The Seafood Companion
WINE&DINE|October 2017

From chilli crab to sambal stingray, here’s all you need to know about matching wines with local seafood

Patricia Guy
The Seafood Companion

The glib answer to the question of which wine to serve with seafood is, of course, a crisp, dry white. While that might suffice for a plate of raw oysters or a bowl of braised mussels, it is much too narrow to accommodate the rich and complex flavours of Singapore’s specialities.

The true flavour of these multi-textured dishes—whatever the main ingredient—is determined by the cooking method (stewing, stir-frying, barbecuing), the sauce (from curries to sweet and sour) and the blend of seasonings that result in an intriguing overlap of bold taste sensations. Let’s take a closer look at the dishes for which Singapore is famous and the wines that will enhance the pleasure of eating them.

CRABS

Two recipes that often vie for the title of Singapore’s national dish are chilli crab and black pepper crab. Both are said to have first appeared on restaurant menus in the 1950s. Now considered staples of local cuisine, they each have devoted fans who will happily argue over which is better. There is a lot to discuss on this theme because, although the main ingredient is the same, the flavour, textures and aromas are very different indeed.

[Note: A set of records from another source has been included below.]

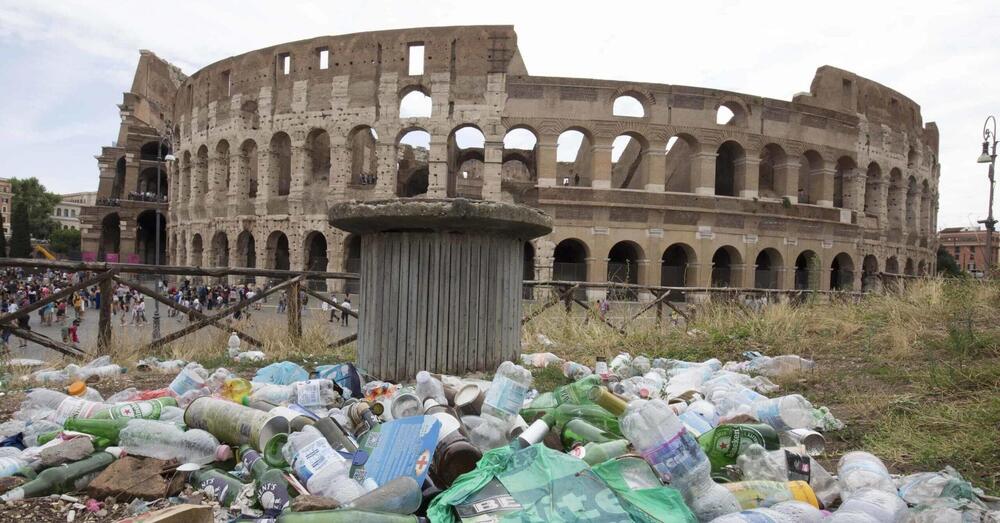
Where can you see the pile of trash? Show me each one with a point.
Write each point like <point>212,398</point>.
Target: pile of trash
<point>635,439</point>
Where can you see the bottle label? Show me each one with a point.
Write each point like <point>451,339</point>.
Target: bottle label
<point>313,457</point>
<point>136,409</point>
<point>506,395</point>
<point>676,457</point>
<point>769,413</point>
<point>308,393</point>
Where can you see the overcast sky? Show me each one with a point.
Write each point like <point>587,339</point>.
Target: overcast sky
<point>66,63</point>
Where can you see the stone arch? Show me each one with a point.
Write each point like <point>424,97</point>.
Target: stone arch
<point>807,270</point>
<point>569,260</point>
<point>249,164</point>
<point>842,273</point>
<point>729,162</point>
<point>575,157</point>
<point>223,178</point>
<point>841,188</point>
<point>629,106</point>
<point>197,250</point>
<point>220,250</point>
<point>466,161</point>
<point>278,252</point>
<point>280,164</point>
<point>725,267</point>
<point>810,177</point>
<point>869,273</point>
<point>675,265</point>
<point>873,182</point>
<point>623,267</point>
<point>681,150</point>
<point>415,102</point>
<point>316,257</point>
<point>767,269</point>
<point>110,237</point>
<point>361,142</point>
<point>246,249</point>
<point>772,159</point>
<point>145,237</point>
<point>118,184</point>
<point>318,152</point>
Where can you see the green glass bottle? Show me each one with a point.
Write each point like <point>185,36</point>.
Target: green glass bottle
<point>149,409</point>
<point>344,516</point>
<point>272,487</point>
<point>61,479</point>
<point>724,443</point>
<point>578,432</point>
<point>102,428</point>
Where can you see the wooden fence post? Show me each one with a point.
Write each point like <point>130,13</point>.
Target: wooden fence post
<point>294,311</point>
<point>104,317</point>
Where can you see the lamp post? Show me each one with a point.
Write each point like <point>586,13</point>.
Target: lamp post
<point>165,140</point>
<point>989,155</point>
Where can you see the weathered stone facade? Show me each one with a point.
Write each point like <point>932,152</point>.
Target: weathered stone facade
<point>826,190</point>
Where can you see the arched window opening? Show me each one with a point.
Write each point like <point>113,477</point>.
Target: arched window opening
<point>623,267</point>
<point>110,238</point>
<point>772,158</point>
<point>628,106</point>
<point>364,167</point>
<point>767,269</point>
<point>352,262</point>
<point>842,273</point>
<point>869,273</point>
<point>810,177</point>
<point>412,172</point>
<point>316,258</point>
<point>281,164</point>
<point>416,104</point>
<point>873,181</point>
<point>728,156</point>
<point>724,274</point>
<point>145,237</point>
<point>680,155</point>
<point>627,152</point>
<point>574,157</point>
<point>807,269</point>
<point>318,149</point>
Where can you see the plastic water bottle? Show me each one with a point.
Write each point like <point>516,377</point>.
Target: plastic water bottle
<point>784,512</point>
<point>661,438</point>
<point>868,505</point>
<point>857,470</point>
<point>159,440</point>
<point>785,412</point>
<point>430,387</point>
<point>60,406</point>
<point>325,472</point>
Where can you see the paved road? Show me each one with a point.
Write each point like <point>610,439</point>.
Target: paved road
<point>267,318</point>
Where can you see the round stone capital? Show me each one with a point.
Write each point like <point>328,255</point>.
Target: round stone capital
<point>440,215</point>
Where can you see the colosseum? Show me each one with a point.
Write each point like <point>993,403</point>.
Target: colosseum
<point>651,184</point>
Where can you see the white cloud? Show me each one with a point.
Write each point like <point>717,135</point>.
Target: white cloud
<point>939,55</point>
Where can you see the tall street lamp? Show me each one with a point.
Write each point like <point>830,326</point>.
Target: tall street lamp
<point>165,140</point>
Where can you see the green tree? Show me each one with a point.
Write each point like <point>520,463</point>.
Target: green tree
<point>65,242</point>
<point>40,204</point>
<point>3,238</point>
<point>20,224</point>
<point>947,264</point>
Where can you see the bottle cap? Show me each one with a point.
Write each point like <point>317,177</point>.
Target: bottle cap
<point>223,453</point>
<point>77,388</point>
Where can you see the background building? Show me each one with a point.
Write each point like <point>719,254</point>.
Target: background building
<point>649,184</point>
<point>968,246</point>
<point>67,211</point>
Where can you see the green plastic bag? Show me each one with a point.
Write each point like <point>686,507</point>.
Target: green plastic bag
<point>541,484</point>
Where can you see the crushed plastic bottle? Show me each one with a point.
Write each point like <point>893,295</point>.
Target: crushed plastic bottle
<point>159,440</point>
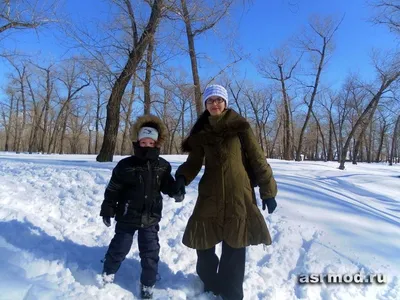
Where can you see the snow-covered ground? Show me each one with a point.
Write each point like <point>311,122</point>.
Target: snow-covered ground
<point>327,221</point>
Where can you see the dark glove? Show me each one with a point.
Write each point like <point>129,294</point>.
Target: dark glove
<point>180,186</point>
<point>179,198</point>
<point>270,203</point>
<point>107,221</point>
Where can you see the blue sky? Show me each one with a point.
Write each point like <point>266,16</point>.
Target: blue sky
<point>259,28</point>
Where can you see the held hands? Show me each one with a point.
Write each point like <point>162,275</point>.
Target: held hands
<point>180,189</point>
<point>270,203</point>
<point>107,221</point>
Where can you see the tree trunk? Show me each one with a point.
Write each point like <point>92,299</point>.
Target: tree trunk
<point>8,128</point>
<point>394,141</point>
<point>125,136</point>
<point>286,119</point>
<point>193,59</point>
<point>381,140</point>
<point>330,141</point>
<point>314,93</point>
<point>374,102</point>
<point>16,129</point>
<point>322,136</point>
<point>147,81</point>
<point>64,128</point>
<point>114,102</point>
<point>364,127</point>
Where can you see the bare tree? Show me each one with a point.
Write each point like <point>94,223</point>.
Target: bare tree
<point>25,14</point>
<point>135,55</point>
<point>387,13</point>
<point>396,131</point>
<point>127,108</point>
<point>198,19</point>
<point>279,68</point>
<point>74,80</point>
<point>388,74</point>
<point>320,49</point>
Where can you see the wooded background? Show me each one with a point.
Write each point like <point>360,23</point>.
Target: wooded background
<point>86,102</point>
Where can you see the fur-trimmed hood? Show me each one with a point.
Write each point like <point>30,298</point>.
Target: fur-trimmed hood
<point>150,121</point>
<point>203,133</point>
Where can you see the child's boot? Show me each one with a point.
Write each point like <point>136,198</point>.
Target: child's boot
<point>146,292</point>
<point>107,279</point>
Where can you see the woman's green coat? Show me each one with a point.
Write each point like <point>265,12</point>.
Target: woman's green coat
<point>226,208</point>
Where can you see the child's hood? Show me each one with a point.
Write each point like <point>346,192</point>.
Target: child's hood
<point>150,121</point>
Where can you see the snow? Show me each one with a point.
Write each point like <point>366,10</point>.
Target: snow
<point>327,221</point>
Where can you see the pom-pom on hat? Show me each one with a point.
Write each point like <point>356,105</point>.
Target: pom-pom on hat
<point>216,90</point>
<point>148,132</point>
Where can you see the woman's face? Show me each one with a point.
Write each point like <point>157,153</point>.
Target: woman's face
<point>215,105</point>
<point>147,142</point>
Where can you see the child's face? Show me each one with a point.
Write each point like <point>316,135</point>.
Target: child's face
<point>147,142</point>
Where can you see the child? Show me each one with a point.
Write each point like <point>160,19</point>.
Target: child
<point>133,197</point>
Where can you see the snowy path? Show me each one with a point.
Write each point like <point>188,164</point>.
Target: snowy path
<point>328,221</point>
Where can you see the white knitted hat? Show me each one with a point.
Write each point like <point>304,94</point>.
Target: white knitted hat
<point>148,132</point>
<point>216,91</point>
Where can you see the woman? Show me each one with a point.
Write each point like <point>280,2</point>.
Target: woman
<point>226,209</point>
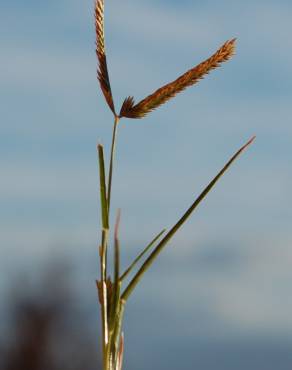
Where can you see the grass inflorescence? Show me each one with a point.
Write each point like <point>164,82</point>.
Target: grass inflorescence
<point>112,295</point>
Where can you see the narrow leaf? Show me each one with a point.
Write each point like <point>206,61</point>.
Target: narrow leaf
<point>177,226</point>
<point>117,284</point>
<point>163,94</point>
<point>102,72</point>
<point>129,269</point>
<point>103,199</point>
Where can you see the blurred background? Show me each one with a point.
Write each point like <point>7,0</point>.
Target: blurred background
<point>220,294</point>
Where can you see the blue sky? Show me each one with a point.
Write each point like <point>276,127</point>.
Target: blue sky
<point>53,114</point>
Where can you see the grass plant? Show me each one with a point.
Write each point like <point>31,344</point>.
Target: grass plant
<point>112,294</point>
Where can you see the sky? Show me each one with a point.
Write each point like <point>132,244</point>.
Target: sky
<point>235,252</point>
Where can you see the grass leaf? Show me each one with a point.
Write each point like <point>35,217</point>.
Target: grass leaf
<point>129,269</point>
<point>103,199</point>
<point>178,225</point>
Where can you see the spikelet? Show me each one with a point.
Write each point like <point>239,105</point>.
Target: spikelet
<point>162,95</point>
<point>102,73</point>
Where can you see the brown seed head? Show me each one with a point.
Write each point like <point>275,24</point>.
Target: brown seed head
<point>102,72</point>
<point>162,95</point>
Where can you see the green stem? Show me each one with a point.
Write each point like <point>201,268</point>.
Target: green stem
<point>110,176</point>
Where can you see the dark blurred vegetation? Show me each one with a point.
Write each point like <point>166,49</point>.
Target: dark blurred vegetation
<point>45,328</point>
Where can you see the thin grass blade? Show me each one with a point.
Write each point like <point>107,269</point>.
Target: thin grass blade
<point>178,225</point>
<point>147,248</point>
<point>117,285</point>
<point>103,198</point>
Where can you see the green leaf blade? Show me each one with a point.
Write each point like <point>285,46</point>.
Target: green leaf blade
<point>177,226</point>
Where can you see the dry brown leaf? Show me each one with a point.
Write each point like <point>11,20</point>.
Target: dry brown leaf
<point>162,95</point>
<point>102,73</point>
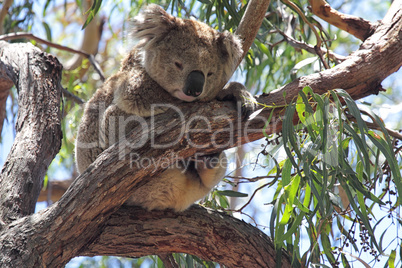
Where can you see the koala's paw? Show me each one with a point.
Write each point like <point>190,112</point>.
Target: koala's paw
<point>248,104</point>
<point>237,92</point>
<point>209,161</point>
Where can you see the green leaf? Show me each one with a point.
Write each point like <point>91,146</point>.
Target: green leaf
<point>92,12</point>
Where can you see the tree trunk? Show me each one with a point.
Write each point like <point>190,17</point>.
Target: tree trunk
<point>89,216</point>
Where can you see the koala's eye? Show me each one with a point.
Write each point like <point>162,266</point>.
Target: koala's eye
<point>179,65</point>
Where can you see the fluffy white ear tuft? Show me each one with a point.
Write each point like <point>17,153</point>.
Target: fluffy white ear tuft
<point>152,24</point>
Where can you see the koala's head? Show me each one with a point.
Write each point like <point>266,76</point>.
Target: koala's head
<point>187,58</point>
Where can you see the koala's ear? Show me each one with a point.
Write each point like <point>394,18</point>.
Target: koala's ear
<point>152,24</point>
<point>231,51</point>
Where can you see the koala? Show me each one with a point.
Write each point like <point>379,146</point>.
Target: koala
<point>175,61</point>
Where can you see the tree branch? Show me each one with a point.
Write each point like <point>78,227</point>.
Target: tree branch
<point>90,57</point>
<point>212,235</point>
<point>75,223</point>
<point>358,27</point>
<point>36,76</point>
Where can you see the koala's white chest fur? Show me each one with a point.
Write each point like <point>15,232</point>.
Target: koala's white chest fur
<point>176,60</point>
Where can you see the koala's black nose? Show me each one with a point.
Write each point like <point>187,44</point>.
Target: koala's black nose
<point>194,84</point>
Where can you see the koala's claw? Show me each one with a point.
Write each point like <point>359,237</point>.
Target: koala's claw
<point>248,106</point>
<point>238,93</point>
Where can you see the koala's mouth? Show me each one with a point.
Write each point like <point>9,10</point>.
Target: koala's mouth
<point>181,96</point>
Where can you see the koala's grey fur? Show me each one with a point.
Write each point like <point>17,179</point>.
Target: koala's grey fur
<point>175,60</point>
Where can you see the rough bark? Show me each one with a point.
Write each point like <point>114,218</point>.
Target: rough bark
<point>88,214</point>
<point>37,78</point>
<point>358,27</point>
<point>208,234</point>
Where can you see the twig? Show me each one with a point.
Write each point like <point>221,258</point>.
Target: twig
<point>376,126</point>
<point>71,96</point>
<point>90,57</point>
<point>309,48</point>
<point>3,13</point>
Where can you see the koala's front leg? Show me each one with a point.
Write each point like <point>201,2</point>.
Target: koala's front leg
<point>211,168</point>
<point>237,92</point>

With chilli crab, the crabs are stir-fried in a dense, pungent, sweet and savoury sauce, which leaves the crab meat tender and succulent. Lightly sweet whites made from such varieties as Gewurztraminer, Chenin Blanc, Muscat or Riesling echo and enhance the rich spiciness of the sauce and cleanse the palate for the next delicious mouthful. If you prefer reds, pick one that is fruit-driven and juicy, such as wines made from Grenache, Gamay (the grape used in Beaujolais) or Lambrusco.